As alterações na Constituição visavam, obsessivamente, a suprimir direitos sociais ou a abrir caminho para a supressão desses direitos por leis infraconstitucionais (ou mesmo medidas provisórias), quando não tinham por objetivo enfraquecer a soberania nacional ou entregar nosso patrimônio. Quase sempre foi este o conteúdo daquelas emendas: anti-social, antinacional e privatizante.

O sentido dessas alterações foi, em geral, o contrário do pretendido pelo constituinte originário. Não é sem razão que um dos nossos maiores juristas contemporâneos, Celso Antônio Bandeira de Mello, representando a consciência jurídica progressista, disse que a Constituição de 1988, “de um lado, sofreu um processo de desfiguração por via de emendas que lhe subtraíram características básicas, amputando aspectos fundamentais de seu projeto.

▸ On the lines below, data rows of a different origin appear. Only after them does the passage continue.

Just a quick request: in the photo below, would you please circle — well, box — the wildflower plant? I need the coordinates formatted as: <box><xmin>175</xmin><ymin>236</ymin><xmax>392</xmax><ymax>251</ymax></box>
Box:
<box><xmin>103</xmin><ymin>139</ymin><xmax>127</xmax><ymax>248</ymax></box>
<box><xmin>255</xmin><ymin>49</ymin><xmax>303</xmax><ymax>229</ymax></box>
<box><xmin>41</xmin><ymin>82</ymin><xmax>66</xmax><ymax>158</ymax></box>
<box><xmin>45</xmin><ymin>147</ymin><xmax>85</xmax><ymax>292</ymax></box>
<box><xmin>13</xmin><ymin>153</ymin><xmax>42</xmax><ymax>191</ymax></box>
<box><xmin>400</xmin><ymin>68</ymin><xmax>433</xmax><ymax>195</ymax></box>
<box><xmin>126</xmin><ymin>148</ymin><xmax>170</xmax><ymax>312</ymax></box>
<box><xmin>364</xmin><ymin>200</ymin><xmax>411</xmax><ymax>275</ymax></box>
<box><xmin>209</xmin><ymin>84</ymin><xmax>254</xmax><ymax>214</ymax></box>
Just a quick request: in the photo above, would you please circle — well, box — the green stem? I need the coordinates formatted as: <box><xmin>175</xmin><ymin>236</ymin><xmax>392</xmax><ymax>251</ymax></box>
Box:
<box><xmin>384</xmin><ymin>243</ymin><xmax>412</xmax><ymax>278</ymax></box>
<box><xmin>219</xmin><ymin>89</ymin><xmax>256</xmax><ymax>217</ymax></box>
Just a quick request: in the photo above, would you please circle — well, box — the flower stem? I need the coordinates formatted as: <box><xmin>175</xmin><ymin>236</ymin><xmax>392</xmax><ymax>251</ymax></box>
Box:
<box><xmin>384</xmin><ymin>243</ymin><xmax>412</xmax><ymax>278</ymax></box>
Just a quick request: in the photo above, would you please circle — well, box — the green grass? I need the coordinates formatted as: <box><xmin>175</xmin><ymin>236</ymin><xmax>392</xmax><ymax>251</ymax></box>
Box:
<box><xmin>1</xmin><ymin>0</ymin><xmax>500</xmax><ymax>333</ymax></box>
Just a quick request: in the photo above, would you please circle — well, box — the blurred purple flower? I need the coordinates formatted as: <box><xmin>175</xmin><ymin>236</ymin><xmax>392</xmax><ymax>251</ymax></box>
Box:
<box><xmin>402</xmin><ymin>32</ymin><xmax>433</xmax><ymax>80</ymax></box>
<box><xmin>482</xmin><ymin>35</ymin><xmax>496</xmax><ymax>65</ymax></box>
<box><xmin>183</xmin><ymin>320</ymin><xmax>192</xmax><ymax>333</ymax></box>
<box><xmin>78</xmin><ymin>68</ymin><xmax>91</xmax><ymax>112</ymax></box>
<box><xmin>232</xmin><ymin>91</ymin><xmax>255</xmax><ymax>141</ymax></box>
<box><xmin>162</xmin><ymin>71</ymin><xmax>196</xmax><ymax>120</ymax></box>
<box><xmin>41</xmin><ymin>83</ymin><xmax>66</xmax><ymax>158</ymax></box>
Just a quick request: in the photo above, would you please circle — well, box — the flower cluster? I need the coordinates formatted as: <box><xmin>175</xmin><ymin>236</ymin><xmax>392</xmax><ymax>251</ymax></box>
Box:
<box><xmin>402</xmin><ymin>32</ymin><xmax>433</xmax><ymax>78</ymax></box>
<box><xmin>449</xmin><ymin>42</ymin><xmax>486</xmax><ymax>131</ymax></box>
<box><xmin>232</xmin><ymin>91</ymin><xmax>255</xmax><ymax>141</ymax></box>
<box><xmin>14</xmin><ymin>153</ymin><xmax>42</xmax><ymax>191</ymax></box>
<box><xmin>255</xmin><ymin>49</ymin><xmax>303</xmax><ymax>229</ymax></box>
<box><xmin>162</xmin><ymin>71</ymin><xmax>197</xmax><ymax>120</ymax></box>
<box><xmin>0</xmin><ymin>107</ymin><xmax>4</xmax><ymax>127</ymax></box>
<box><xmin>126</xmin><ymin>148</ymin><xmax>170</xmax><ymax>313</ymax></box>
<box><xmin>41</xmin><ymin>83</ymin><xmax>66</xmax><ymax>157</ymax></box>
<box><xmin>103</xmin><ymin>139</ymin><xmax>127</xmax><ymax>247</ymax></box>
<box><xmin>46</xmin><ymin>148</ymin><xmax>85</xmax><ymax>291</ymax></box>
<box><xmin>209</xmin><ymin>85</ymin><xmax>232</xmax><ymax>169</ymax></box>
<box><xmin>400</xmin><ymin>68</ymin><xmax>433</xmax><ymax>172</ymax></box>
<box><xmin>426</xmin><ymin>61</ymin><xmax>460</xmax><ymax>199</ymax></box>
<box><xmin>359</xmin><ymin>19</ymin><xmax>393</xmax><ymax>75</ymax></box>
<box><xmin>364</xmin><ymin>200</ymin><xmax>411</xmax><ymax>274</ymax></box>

De outro, foi sistematicamente afrontada no que tinha de mais elementar; isto é, em seu comprometimento com os valores democráticos substanciados na tripartição do exercício do poder. Ou seja: as normas que consagravam essa noção rudimentar, própria do Estado de Direito, sofreram e vêm sofrendo, diuturnamente, as mais desabridas e rotineiras afrontas”. E conclui: “sem embargo, o que realmente se está a assistir são seus discretos funerais” .

O estilo concentrador e autoritário de FHC foi o responsável, também, por outra vítima: o pacto federativo. O governo federal concentrou, de forma maciça, a arrecadação tributária e os poderes de decisão em todos os assuntos relevantes, em detrimento dos estados e municípios, dando passos largos para um Estado, de fato, unitário, em que os as unidades federadas tornar-se-iam meras divisões administrativas da União.